Zoran Danoski

Personal information
- Date of birth: 20 October 1990 (age 35)
- Place of birth: Prilep, SFR Yugoslavia
- Height: 1.70 m (5 ft 7 in)
- Position: Left winger

Team information
- Current team: Bregalnica Štip
- Number: 10

Youth career
- Kožuf

Senior career*
- Years: Team / Apps / (Gls)
- 2009–2012: Baník Most / 49 / (15)
- 2012–2015: Příbram / 42 / (3)
- 2015: → Baník Most / 7 / (1)
- 2015: Metalurg Skopje / 12 / (3)
- 2015–2016: Inter Zaprešić / 5 / (0)
- 2017: Příbram / 14 / (4)
- 2018: Pobeda / 18 / (8)
- 2018–2021: Radnik Surdulica / 69 / (6)
- 2021: Proleter Novi Sad / 8 / (0)
- 2021–2022: Mladost Lučani / 18 / (4)
- 2022: Novi Pazar / 7 / (2)
- 2022–2023: Radnik Surdulica / 20 / (2)
- 2023: Zvijezda 09 / 13 / (1)
- 2024: Tikvesh / 15 / (2)
- 2024–: Bregalnica Štip / 4 / (1)

= Zoran Danoski =

Macedonian footballer

Zoran Danoski (Зоран Даноски; born 20 October 1990) is a Macedonian professional footballer who plays for Bregalnica Štip.

==Club career==
He started his career in Kožuf.

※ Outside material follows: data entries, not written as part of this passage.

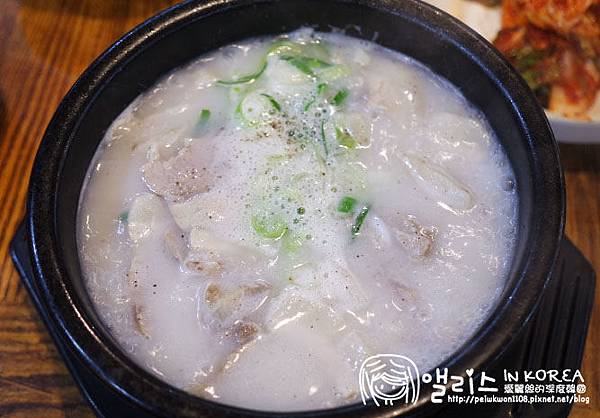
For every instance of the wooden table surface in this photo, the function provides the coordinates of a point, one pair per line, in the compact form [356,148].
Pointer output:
[44,46]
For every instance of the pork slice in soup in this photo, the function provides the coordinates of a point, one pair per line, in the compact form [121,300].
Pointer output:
[279,210]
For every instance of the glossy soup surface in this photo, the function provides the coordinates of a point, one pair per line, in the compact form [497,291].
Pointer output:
[264,219]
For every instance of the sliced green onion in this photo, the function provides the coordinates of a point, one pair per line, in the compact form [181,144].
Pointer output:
[324,138]
[253,109]
[346,204]
[345,139]
[305,64]
[340,97]
[274,102]
[292,241]
[360,219]
[269,226]
[321,87]
[204,117]
[334,72]
[249,78]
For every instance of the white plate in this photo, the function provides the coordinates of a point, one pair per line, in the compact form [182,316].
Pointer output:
[486,21]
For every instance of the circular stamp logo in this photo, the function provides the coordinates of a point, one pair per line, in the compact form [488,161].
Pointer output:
[387,378]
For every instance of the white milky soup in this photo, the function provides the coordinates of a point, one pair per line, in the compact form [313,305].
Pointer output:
[265,218]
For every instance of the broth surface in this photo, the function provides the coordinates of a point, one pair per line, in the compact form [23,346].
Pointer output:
[265,218]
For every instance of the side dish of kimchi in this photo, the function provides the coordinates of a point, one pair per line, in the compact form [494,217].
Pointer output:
[555,45]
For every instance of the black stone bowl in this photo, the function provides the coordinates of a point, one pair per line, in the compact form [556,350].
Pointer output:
[186,31]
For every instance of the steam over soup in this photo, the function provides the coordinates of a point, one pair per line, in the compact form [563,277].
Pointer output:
[264,219]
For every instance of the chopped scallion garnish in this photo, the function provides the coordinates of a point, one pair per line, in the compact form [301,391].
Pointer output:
[360,219]
[346,204]
[204,117]
[274,102]
[340,97]
[269,226]
[324,138]
[345,139]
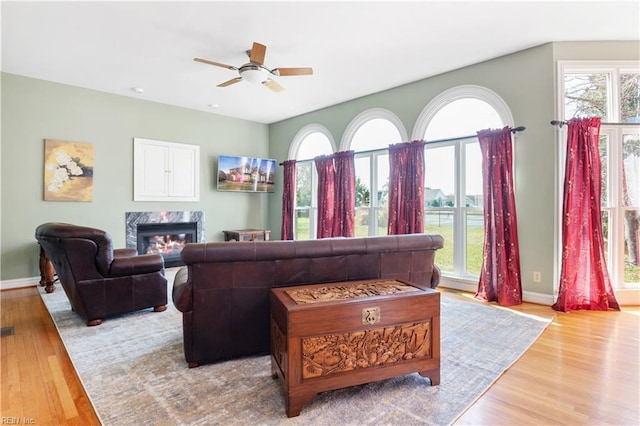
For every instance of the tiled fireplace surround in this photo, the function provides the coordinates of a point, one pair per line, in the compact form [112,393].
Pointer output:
[133,219]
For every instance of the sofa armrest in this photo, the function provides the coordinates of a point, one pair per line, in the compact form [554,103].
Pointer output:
[435,277]
[135,265]
[182,290]
[124,252]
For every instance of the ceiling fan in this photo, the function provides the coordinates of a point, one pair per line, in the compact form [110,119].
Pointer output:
[254,71]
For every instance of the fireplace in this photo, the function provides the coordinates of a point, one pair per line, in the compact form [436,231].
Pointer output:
[167,239]
[164,233]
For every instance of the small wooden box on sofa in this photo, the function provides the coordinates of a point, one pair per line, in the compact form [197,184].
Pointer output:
[330,336]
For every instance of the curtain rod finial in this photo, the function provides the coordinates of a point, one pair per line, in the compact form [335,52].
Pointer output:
[558,123]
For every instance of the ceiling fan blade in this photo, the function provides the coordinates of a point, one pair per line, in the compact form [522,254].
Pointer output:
[230,82]
[217,64]
[273,85]
[293,71]
[257,53]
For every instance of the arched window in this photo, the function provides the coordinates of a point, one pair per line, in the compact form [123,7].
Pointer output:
[311,141]
[369,134]
[453,172]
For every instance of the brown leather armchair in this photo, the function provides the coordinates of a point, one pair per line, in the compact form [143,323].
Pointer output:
[99,281]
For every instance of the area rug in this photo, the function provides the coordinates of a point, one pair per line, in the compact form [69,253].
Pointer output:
[134,371]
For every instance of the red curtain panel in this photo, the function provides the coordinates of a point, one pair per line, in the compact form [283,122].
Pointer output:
[584,278]
[406,188]
[345,194]
[288,199]
[326,193]
[500,279]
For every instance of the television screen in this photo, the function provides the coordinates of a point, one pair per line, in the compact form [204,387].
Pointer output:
[246,174]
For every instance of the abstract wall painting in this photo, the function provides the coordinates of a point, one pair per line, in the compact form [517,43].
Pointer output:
[68,171]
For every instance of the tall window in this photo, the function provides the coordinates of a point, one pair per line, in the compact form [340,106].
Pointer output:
[311,141]
[612,91]
[453,172]
[369,135]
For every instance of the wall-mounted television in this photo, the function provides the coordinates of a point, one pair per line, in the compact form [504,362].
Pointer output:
[246,174]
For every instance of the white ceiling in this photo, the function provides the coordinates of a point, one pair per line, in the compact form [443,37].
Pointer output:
[355,48]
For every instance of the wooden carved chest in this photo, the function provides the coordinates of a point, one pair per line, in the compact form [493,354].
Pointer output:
[330,336]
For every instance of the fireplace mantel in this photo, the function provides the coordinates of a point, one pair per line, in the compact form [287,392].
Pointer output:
[132,220]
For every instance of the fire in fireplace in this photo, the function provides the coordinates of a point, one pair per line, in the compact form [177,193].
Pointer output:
[166,239]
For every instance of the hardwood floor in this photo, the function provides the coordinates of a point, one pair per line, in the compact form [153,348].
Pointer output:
[584,369]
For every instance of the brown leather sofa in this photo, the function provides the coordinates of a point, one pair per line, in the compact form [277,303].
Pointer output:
[99,281]
[223,291]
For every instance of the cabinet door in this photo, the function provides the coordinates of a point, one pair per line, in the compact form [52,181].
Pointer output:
[182,180]
[150,172]
[165,171]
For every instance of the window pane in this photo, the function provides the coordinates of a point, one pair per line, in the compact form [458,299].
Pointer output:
[374,134]
[447,122]
[603,147]
[606,233]
[302,224]
[313,145]
[630,98]
[363,179]
[475,241]
[382,187]
[441,222]
[586,95]
[303,184]
[631,251]
[473,175]
[362,222]
[631,170]
[439,177]
[383,221]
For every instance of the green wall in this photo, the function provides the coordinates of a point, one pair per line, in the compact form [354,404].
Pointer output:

In 2009 he signed for the Czech football club Banik Most, where he spent the next three seasons. After that, he moved to Pribram and conducts the next 3 seasons, from which in the winter of 2015 he will be forwarded to the loan to Banik.

In 2015 he moves to Macedonia and moves to Metalurg from Skopje. On 4 July 2016 he moved to 1.HNL in Inter from Zapresic where he played only five matches. In 2017 he moves again to Pribram, but only after half a season he returns to Macedonia and signs for a club from his hometown Pobeda.

After a half-season in Pobeda, in the summer of 2018, he signed a two-year contract with a Radnik Surdulica. His official debut for Radnik in 12 fixture match of the 2018–19 Serbian SuperLiga season against Napredak, played on 20 October 2018. He was named the best player of the 21 rounds of SuperLiga in the win against OFK Bačka in Surdulica, he scored the goal and assisted 2 times.

On 22 September 2021, he signed with Mladost Lučani.